The stupidity arises when he goes into detail about good guys versus bad guys. He blames all of the following for the decline of intellectualism:

  • the inherent conservatism of privately-funded colleges
  • high rent
  • crime
  • the automobile
  • suburbs
  • publish-or-perish
  • modernism and post-modernism
  • academic elitism (judging people's work by their institutional affiliations)
  • leftist ideals going mainstream
  • specialization (especially jargon and self-imposed isolation)
  • technology transfer ("capitalism")
  • grants ("academic capitalism")
  • quantitative science

Every person and every idea at play must be either for him or against him. He can never quite acknowledge the existence of conservative intellectuals, though he admits there are smart conservatives who have learned and activist journals; his vocabulary does not admit terms that don't have a single position on the conservative-leftist axis. "Intellectual" is a synonym for "leftist", which is a synonym for "Marxist". Everything that is not Marxist is another insidious force suppressing intellectuals.

Yes, even quantitative science. The craziness is at its peak when he spends pages bemoaning the new emphasis economic journals place on data and mathematics. This he opposes to the older generation who "still confront the economic reality lucidly". He cites a study that was aghast to find that, of 159 papers in The American Economic Review from 1981-1983, "only 6 used words alone," and says, "The obsessive use of statistics, diagrams, and 'explicit simulation' has damaged the field." I'm more shocked that the AER published 6 "economics" papers with no numbers. How, exactly, do you do economics without numbers?

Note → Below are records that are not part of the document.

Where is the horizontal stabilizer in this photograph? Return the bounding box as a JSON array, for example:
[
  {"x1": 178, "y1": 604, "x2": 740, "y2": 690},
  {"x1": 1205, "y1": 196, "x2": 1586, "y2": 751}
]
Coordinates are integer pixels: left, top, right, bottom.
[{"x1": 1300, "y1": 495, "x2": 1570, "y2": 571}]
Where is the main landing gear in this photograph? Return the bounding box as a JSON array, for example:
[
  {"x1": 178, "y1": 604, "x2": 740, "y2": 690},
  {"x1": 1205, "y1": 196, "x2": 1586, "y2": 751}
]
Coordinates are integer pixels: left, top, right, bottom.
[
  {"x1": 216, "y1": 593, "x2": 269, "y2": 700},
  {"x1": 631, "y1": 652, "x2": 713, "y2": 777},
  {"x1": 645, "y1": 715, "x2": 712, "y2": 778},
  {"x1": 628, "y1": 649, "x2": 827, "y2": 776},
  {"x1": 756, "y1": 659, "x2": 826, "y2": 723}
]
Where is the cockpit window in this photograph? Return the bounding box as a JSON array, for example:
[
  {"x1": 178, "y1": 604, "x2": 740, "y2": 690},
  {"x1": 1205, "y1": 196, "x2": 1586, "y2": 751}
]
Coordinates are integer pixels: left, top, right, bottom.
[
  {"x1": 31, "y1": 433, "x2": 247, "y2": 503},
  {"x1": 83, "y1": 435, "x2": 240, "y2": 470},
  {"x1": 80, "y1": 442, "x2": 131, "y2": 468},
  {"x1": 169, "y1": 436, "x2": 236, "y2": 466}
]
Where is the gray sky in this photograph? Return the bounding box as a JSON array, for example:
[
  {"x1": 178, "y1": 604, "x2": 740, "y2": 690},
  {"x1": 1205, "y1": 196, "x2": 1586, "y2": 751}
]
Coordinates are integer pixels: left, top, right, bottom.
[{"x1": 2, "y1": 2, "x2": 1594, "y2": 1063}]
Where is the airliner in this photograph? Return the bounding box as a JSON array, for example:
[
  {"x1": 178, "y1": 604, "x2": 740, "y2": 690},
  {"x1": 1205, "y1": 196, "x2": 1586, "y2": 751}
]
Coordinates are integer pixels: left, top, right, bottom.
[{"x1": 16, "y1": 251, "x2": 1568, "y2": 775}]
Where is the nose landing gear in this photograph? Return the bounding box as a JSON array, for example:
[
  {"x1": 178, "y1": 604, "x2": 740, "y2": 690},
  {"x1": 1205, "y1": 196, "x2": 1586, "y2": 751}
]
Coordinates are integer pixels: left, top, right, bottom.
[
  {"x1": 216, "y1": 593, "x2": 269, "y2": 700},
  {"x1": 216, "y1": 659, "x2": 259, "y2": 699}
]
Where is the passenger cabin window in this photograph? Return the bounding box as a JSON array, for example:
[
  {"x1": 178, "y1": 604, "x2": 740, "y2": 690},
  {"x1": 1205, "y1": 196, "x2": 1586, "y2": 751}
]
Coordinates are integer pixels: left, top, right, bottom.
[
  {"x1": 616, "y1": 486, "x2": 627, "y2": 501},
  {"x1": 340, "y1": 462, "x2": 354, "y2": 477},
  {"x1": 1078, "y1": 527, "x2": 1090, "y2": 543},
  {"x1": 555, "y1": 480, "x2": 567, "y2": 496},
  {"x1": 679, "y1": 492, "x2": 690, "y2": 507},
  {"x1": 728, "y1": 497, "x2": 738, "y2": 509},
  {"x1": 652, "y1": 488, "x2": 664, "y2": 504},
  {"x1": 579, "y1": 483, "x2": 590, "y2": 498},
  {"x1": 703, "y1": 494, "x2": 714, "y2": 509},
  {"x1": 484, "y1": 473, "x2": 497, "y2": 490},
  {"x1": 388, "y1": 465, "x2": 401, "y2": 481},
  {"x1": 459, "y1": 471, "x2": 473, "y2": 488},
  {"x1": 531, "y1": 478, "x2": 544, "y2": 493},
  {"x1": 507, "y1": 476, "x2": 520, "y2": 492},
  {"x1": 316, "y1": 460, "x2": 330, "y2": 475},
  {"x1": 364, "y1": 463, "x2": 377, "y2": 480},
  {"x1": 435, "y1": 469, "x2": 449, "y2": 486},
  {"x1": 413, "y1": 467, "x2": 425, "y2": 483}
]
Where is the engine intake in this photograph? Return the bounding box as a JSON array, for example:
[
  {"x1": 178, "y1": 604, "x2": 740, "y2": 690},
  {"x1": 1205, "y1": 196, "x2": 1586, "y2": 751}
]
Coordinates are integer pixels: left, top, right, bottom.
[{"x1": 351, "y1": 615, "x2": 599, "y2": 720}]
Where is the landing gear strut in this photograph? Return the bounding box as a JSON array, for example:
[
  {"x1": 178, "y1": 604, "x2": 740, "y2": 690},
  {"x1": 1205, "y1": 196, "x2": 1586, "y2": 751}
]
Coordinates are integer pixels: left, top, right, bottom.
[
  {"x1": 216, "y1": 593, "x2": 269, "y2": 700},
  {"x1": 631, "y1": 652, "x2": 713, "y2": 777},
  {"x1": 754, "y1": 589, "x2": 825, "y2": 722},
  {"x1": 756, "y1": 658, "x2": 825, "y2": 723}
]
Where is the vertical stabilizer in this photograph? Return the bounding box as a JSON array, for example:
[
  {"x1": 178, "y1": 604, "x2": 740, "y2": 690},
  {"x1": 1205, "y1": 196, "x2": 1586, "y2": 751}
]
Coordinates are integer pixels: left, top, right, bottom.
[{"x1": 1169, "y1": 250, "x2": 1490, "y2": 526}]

Like Marx did, I suppose. Jacoby is a Marxist. I don't know what that term means anymore, but it does seem to still include adherence to a materialist historical dialectic. That means that social structures are the outcomes of conflict from two opposing views.

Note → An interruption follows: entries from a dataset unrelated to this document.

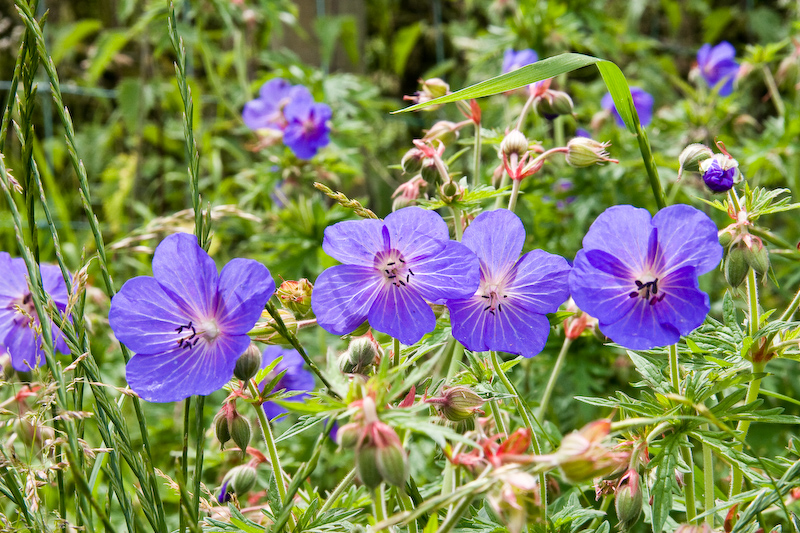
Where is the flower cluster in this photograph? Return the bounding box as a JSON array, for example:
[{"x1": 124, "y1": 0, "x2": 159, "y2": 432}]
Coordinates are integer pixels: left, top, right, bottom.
[
  {"x1": 243, "y1": 78, "x2": 332, "y2": 160},
  {"x1": 0, "y1": 253, "x2": 69, "y2": 371}
]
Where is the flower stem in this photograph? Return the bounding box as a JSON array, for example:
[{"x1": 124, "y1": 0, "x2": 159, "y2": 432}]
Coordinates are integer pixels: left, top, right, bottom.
[
  {"x1": 668, "y1": 344, "x2": 681, "y2": 394},
  {"x1": 180, "y1": 397, "x2": 191, "y2": 533},
  {"x1": 635, "y1": 124, "x2": 667, "y2": 210},
  {"x1": 192, "y1": 395, "x2": 206, "y2": 526},
  {"x1": 746, "y1": 268, "x2": 760, "y2": 338},
  {"x1": 438, "y1": 492, "x2": 473, "y2": 533},
  {"x1": 537, "y1": 338, "x2": 572, "y2": 420},
  {"x1": 669, "y1": 345, "x2": 697, "y2": 522},
  {"x1": 702, "y1": 425, "x2": 715, "y2": 527},
  {"x1": 779, "y1": 285, "x2": 800, "y2": 321},
  {"x1": 451, "y1": 206, "x2": 463, "y2": 241},
  {"x1": 398, "y1": 488, "x2": 419, "y2": 533},
  {"x1": 761, "y1": 65, "x2": 785, "y2": 117},
  {"x1": 393, "y1": 337, "x2": 401, "y2": 367},
  {"x1": 319, "y1": 468, "x2": 357, "y2": 514},
  {"x1": 494, "y1": 174, "x2": 510, "y2": 209},
  {"x1": 729, "y1": 359, "x2": 766, "y2": 498},
  {"x1": 588, "y1": 495, "x2": 613, "y2": 530},
  {"x1": 247, "y1": 379, "x2": 296, "y2": 529},
  {"x1": 472, "y1": 122, "x2": 482, "y2": 189},
  {"x1": 488, "y1": 393, "x2": 509, "y2": 436},
  {"x1": 373, "y1": 485, "x2": 388, "y2": 533},
  {"x1": 516, "y1": 92, "x2": 536, "y2": 131},
  {"x1": 507, "y1": 179, "x2": 522, "y2": 212}
]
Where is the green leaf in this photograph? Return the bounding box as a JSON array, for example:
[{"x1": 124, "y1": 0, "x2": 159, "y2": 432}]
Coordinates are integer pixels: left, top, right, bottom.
[
  {"x1": 722, "y1": 291, "x2": 741, "y2": 332},
  {"x1": 395, "y1": 53, "x2": 644, "y2": 135},
  {"x1": 52, "y1": 19, "x2": 103, "y2": 65},
  {"x1": 651, "y1": 435, "x2": 680, "y2": 533},
  {"x1": 85, "y1": 30, "x2": 131, "y2": 84},
  {"x1": 392, "y1": 22, "x2": 424, "y2": 76}
]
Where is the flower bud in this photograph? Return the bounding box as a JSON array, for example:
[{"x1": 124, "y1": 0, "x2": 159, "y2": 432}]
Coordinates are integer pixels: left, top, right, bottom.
[
  {"x1": 339, "y1": 337, "x2": 379, "y2": 375},
  {"x1": 501, "y1": 130, "x2": 529, "y2": 158},
  {"x1": 423, "y1": 121, "x2": 459, "y2": 146},
  {"x1": 422, "y1": 78, "x2": 450, "y2": 99},
  {"x1": 678, "y1": 143, "x2": 713, "y2": 180},
  {"x1": 234, "y1": 343, "x2": 262, "y2": 381},
  {"x1": 420, "y1": 158, "x2": 442, "y2": 184},
  {"x1": 372, "y1": 422, "x2": 408, "y2": 487},
  {"x1": 431, "y1": 386, "x2": 484, "y2": 422},
  {"x1": 230, "y1": 411, "x2": 251, "y2": 455},
  {"x1": 719, "y1": 228, "x2": 735, "y2": 248},
  {"x1": 356, "y1": 442, "x2": 383, "y2": 489},
  {"x1": 214, "y1": 410, "x2": 231, "y2": 447},
  {"x1": 565, "y1": 138, "x2": 618, "y2": 168},
  {"x1": 614, "y1": 470, "x2": 642, "y2": 530},
  {"x1": 228, "y1": 464, "x2": 257, "y2": 495},
  {"x1": 401, "y1": 148, "x2": 426, "y2": 174},
  {"x1": 724, "y1": 243, "x2": 749, "y2": 288},
  {"x1": 249, "y1": 308, "x2": 297, "y2": 343},
  {"x1": 534, "y1": 90, "x2": 574, "y2": 117},
  {"x1": 743, "y1": 241, "x2": 769, "y2": 276},
  {"x1": 336, "y1": 422, "x2": 362, "y2": 449},
  {"x1": 439, "y1": 180, "x2": 463, "y2": 204},
  {"x1": 700, "y1": 154, "x2": 738, "y2": 193},
  {"x1": 276, "y1": 278, "x2": 314, "y2": 318}
]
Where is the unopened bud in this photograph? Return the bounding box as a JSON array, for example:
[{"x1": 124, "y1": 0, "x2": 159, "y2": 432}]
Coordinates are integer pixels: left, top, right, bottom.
[
  {"x1": 340, "y1": 337, "x2": 379, "y2": 374},
  {"x1": 249, "y1": 308, "x2": 298, "y2": 343},
  {"x1": 234, "y1": 343, "x2": 262, "y2": 381},
  {"x1": 434, "y1": 386, "x2": 484, "y2": 422},
  {"x1": 423, "y1": 121, "x2": 459, "y2": 146},
  {"x1": 276, "y1": 278, "x2": 314, "y2": 318},
  {"x1": 422, "y1": 78, "x2": 450, "y2": 99},
  {"x1": 228, "y1": 464, "x2": 257, "y2": 495},
  {"x1": 439, "y1": 180, "x2": 462, "y2": 204},
  {"x1": 718, "y1": 228, "x2": 735, "y2": 248},
  {"x1": 501, "y1": 130, "x2": 529, "y2": 158},
  {"x1": 534, "y1": 90, "x2": 574, "y2": 117},
  {"x1": 743, "y1": 241, "x2": 769, "y2": 276},
  {"x1": 565, "y1": 137, "x2": 618, "y2": 168},
  {"x1": 700, "y1": 154, "x2": 738, "y2": 193},
  {"x1": 401, "y1": 148, "x2": 426, "y2": 174},
  {"x1": 214, "y1": 411, "x2": 231, "y2": 447},
  {"x1": 336, "y1": 422, "x2": 361, "y2": 449},
  {"x1": 678, "y1": 143, "x2": 713, "y2": 180},
  {"x1": 230, "y1": 411, "x2": 251, "y2": 454},
  {"x1": 615, "y1": 470, "x2": 642, "y2": 530},
  {"x1": 372, "y1": 422, "x2": 408, "y2": 487},
  {"x1": 420, "y1": 158, "x2": 442, "y2": 184},
  {"x1": 724, "y1": 243, "x2": 749, "y2": 288},
  {"x1": 356, "y1": 443, "x2": 383, "y2": 489}
]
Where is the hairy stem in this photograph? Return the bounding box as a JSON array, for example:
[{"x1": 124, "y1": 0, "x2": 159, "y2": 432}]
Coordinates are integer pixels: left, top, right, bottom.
[{"x1": 537, "y1": 338, "x2": 572, "y2": 420}]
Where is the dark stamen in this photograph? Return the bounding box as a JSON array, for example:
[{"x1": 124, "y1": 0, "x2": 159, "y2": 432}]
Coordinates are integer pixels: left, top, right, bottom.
[
  {"x1": 399, "y1": 280, "x2": 406, "y2": 286},
  {"x1": 651, "y1": 279, "x2": 659, "y2": 294},
  {"x1": 629, "y1": 292, "x2": 638, "y2": 298},
  {"x1": 408, "y1": 269, "x2": 414, "y2": 275},
  {"x1": 481, "y1": 295, "x2": 490, "y2": 299},
  {"x1": 497, "y1": 303, "x2": 503, "y2": 312},
  {"x1": 399, "y1": 258, "x2": 405, "y2": 263},
  {"x1": 387, "y1": 262, "x2": 395, "y2": 266},
  {"x1": 406, "y1": 275, "x2": 410, "y2": 283},
  {"x1": 635, "y1": 280, "x2": 644, "y2": 289}
]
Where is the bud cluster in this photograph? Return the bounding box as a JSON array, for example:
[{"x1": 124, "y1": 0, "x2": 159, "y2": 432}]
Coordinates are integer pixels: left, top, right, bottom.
[
  {"x1": 678, "y1": 141, "x2": 740, "y2": 193},
  {"x1": 276, "y1": 278, "x2": 313, "y2": 318},
  {"x1": 214, "y1": 401, "x2": 251, "y2": 455}
]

(Brief digression to justify applying Marxist dialectic to ideas: Hegelian dialectic took two opposing ideas and resolved them via synthesis. Marx said that Hegel was wrong in imagining dialectics applied to ideas, but that it applied to history and social structures instead, and that he had therefore "turned Hegel on his head". But since the ideas that Marxists discuss are all about social structures, there is a one-to-one mapping between social forces and ideas in their discussions. So they've had to turn Hegel over again, and think of ideas as being in dialectical opposition. I am still confused about the "synthesis" part, which Marx seems to have global-find-and-replaced with "violent annihilation of the older".)

Marxism claims that the proper way of thinking about problems is to realize that forces are relevant only if they are aligned with one of two opposing viewpoints. It deliberately trains people to collapse their analysis of every problem into a single dimension. The rise of grants, and of quantitative economics, are significant developments during the same time period Jacoby is analyzing; therefore, they must take positions on the conservative-leftist axis.

In short, dialectics tacitly prescribes mandatory use of one of humanity's major irrational biases.

Once he's identified every major change over a time period, and assigned each to either the conservative or the leftist side, his analysis is done! Because he has an explicit ideology that says that change is caused by conflict between two opposing and incompatible forces. There is no point looking for compromises or technological solutions. There is no way forward but for one of these forces to overcome the other. At that point the job of the Intellectual can only be as a cheerleader, to motivate everyone on his side to push harder. And this is really what Jacoby is bemoaning in this book: that intellectuals are not doing enough cheerleading anymore.


(Question: Should I post this to Main? Should I make certain changes before posting to Main?)